- Born: 1968 (age 57–58) Shenqiu County, Henan, China
- Education: Fudan University California State University, Northridge Sun Yat-sen University
- Occupations: Journalist, media executive
- Years active: 1990–present
- Known for: Founding and leading China Business News; founder of Qin Shuo's Circle of Friends

= Qin Shuo =

Chinese journalist and media executive

Qin Shuo (秦朔) is a Chinese journalist and former newspaper editor.

==Early life and education==

Qin was born in Shenqiu County, Henan, People's Republic of China. He is a member of the Chinese Communist Party. He graduated from the Department of Journalism at the Fudan University School of Journalism in July 1990.

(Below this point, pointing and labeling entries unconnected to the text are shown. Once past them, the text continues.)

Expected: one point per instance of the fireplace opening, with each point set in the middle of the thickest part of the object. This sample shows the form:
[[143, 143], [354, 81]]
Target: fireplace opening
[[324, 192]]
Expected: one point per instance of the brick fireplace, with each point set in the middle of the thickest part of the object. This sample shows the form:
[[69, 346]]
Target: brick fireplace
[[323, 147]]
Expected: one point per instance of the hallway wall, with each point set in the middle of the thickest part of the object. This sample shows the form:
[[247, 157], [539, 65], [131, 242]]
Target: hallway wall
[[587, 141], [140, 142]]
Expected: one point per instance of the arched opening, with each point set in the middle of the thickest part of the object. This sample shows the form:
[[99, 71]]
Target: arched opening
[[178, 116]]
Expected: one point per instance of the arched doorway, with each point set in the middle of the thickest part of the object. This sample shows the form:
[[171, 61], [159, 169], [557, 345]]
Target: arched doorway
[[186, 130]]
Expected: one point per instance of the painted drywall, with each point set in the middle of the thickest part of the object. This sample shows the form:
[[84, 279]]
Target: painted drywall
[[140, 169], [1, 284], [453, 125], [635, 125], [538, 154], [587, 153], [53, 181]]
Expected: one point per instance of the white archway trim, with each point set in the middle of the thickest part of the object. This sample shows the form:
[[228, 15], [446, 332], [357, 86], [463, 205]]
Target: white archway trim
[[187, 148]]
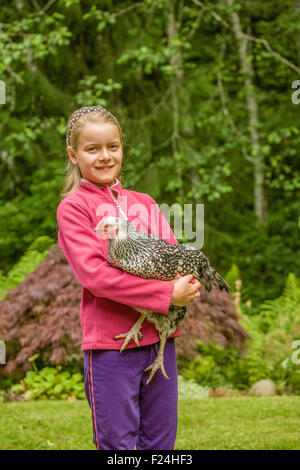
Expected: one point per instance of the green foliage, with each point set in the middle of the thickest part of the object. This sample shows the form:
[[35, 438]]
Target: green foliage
[[50, 383], [232, 275], [35, 253], [182, 103], [269, 354]]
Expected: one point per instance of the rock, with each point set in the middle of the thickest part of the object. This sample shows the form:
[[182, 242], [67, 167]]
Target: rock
[[263, 388]]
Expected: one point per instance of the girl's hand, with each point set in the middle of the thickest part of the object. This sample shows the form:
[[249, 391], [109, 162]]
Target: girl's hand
[[185, 290]]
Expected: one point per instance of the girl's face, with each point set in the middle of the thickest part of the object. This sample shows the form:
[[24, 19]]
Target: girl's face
[[99, 153]]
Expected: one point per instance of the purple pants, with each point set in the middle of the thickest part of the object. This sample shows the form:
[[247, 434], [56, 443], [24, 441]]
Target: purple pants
[[125, 411]]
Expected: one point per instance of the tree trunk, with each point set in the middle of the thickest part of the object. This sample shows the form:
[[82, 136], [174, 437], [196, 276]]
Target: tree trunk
[[297, 38], [176, 79], [260, 201]]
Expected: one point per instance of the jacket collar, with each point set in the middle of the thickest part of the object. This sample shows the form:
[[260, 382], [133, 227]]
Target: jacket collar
[[116, 186]]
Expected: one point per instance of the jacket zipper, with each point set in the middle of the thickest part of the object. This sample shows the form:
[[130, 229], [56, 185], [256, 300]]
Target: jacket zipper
[[121, 212]]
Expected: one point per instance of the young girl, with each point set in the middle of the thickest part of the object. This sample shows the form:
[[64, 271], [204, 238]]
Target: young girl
[[125, 411]]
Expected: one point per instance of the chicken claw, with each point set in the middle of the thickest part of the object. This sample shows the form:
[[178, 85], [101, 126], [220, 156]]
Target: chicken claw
[[157, 364], [133, 334], [159, 361]]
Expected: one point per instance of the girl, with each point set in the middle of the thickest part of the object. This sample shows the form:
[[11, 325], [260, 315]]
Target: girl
[[125, 412]]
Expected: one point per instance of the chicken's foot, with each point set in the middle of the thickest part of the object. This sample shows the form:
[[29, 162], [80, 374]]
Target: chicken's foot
[[159, 361], [134, 332]]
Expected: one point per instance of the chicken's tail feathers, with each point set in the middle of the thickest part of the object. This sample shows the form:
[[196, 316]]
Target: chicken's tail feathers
[[212, 277]]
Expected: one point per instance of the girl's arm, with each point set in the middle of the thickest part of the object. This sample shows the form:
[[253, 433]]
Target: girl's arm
[[85, 253]]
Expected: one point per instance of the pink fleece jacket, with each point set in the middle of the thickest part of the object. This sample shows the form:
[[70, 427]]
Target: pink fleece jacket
[[109, 294]]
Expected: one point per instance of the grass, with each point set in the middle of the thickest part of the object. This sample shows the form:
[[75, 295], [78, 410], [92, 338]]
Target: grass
[[209, 423]]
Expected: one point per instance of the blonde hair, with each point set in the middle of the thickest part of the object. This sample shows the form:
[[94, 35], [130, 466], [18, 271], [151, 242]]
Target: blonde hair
[[76, 122]]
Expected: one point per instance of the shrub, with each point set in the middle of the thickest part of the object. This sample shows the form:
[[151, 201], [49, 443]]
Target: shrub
[[50, 383]]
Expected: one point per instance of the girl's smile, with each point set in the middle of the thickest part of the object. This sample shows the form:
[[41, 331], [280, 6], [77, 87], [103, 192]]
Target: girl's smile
[[99, 153]]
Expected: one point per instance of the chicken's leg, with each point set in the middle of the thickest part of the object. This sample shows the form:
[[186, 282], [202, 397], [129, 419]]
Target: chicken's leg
[[159, 361], [134, 332]]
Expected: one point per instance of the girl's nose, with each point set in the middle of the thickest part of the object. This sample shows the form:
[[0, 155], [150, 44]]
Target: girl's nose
[[104, 155]]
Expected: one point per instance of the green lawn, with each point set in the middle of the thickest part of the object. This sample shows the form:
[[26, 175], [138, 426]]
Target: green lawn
[[210, 423]]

In 2000, Qin studied at California State University, Northridge, where he obtained a Master of Public Administration degree. In September 2001, he began part-time doctoral studies at Sun Yat-sen University, focusing on Chinese marketing and consumer behavior. His doctoral research was associated with the fields of journalism and media studies.

==Career==

After graduating from Fudan University, Qin joined South Reviews as an editor and reporter. In 1997, he became the magazine's editor-in-chief.

In 2003, Qin publicly argued against excessive emphasis on gross domestic product (GDP) growth. His article Mr. GDP's Narrative was later included in a graduate-level macroeconomics textbook published by People's University of China Press (Renmin University of China Press).

In 2004, he participated in the founding of China Business News and became its editor-in-chief. He also served as general manager of China Business Network Co., Ltd., a subsidiary of Shanghai Media Group.

In June 2015, Qin resigned from China Business News. On 16 October 2015, he launched a self-media platform, Qin Shuo's Circle of Friends , a form of personal media (self-media) focusing on economics, business, and public affairs. The platform publishes content in the context of China's digital media ecosystem and emerging social media landscape.